Да, я снова пишу про тебя, этих слов так много, они разлетаются ветром. И как бы успеть их поймать и сложить в эти чёрные узорчатые стихи. Как бы не дать им утечь от меня этим мокрым слезливым летом, не дать улететь ураганом пыльным, зря ли так невесомы они, воздушны с лёгкой моей руки.

Что сказать тебе, детка? Всё как всегда, я дышу и смеюсь тобой. Я крепко зажмурясь сразбега ныряю с обрыва, на чёрное дно зрачков. Я смотрю на тебя, на солнце, я знаю, что так нельзя, но в системе какой-то сбой, и теперь я готова смотреть до самых незрячих чёрных круглых очков.

Я же скроена, сшита точь-в-точь под твой взгляд, под ладони и нрав. Я как раз для того, чтоб мартини недолго плескался внутри бутылки. Я затем, чтобы свет как снежинки губами ловить, высоко задрав наши головы, так, чтобы он как вода дождевая стекал с затылка.

За окном снова мокро, и heart full of rain, слышишь, где-то внутри меня клокочет Джо Кокер, мужчина, что вьёт из меня верёвки, плетёт паутину.

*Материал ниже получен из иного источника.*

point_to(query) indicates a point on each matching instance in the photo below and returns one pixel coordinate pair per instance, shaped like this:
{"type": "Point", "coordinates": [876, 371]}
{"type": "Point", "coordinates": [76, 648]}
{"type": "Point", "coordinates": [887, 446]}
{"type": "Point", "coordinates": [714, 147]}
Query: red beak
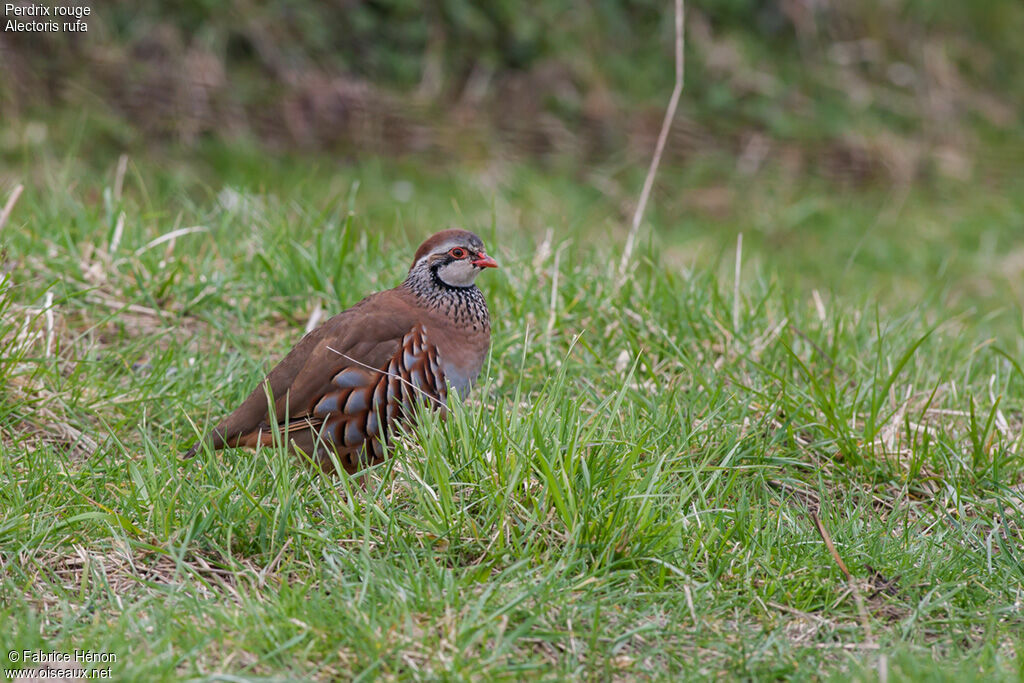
{"type": "Point", "coordinates": [484, 261]}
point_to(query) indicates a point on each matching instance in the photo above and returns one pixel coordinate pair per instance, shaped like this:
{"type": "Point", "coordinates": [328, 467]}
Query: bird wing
{"type": "Point", "coordinates": [365, 336]}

Вот я дёргаюсь в ней, и она оплетает сильнее, стальнее струной звеня, врезается в кожу, терзает мою обнажённую белую спину.

Но чёрт с ним, что Джо и дожди, паутины и струны, когда здесь ты, моя песня из песен, мучительно-сладкий надрывный стон. Я, конечно, могла бы уйти в окно и взлететь до самом далёкой звезды, и Бах мне помашет крылом самолёта, ну чем я не Джонатан Ливингстон?..

Но таких не берут в космонавты, да я и не рвусь, просто я к тому, что когда мы идём вдвоём собирать с фонарей огни по арбатским камням, мне плевать на реку и дождь, на цунами и шторм, но я сразу тону в глазах твоих серо-зелёных с тёмным кружевом по краям.

Тим, не мне ставить острые точки над всеми твоими i или даже ё. У меня ни одной своей законченной буквы, ни целого слова, ни полных фраз. Но кто-то из нас до конца этих странных историй (читай: истерий) доживёт и сможет, наверно, составить хоть сколько-то внятный рассказ.